As you might have predicted, he ended up doing horrible things so he could stay on the “right” side. It was a singular moment in an otherwise poignant play about a very dark time in history. It is these stand alone moments that seem to grab my attention more than anything. One of the principle characters in the play was a math teacher and family man before he turned into the administrator of a prison camp. The prison camp ended up being more of a death camp than a prison camp. Naturally, the character justified himself by saying that he did not personally beat or kill any prisoners. The guards had done that.

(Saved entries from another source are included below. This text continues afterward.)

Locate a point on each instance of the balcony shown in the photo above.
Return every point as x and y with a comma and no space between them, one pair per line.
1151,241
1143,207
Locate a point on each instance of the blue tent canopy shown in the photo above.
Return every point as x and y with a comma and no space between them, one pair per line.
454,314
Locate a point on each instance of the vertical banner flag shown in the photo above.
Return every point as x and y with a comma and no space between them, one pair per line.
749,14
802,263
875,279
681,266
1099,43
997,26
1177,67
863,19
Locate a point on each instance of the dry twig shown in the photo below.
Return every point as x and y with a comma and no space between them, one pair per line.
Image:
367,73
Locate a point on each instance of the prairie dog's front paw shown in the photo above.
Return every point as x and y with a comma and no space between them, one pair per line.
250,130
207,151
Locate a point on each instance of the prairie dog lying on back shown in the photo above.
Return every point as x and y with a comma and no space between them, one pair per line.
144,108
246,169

Fascism never begins with the horrible. Decent people never do the horrible at the outset. They convince themselves they are for the state. They love the state. Their belief system gets coopted with the state where we start calling it “Christian nationalism” as if that’s even a thing. You are either for the state or against the state, so we should be for the state. That’s of course until the state begins to do terrible things. By then it’s too late. Decent people have begun to do very indecent things because the country demanded it. The signs were all there. Some out in the wilderness even said it was coming, but they didn’t listen. They allowed their focus to be on the team instead of the ideals that team was supposed to represent.
Orthodoxy in all of its forms is a dangerous thing. It requires strict adherence that is all-consuming until it is too late. The band mate that became a tool of the state really wasn’t a bad guy at heart. The math teacher turned monster wasn’t a bad guy to begin with. Yet, they became the very worst version of themselves. If we pay close enough attention it could be a cautionary tale for all of us.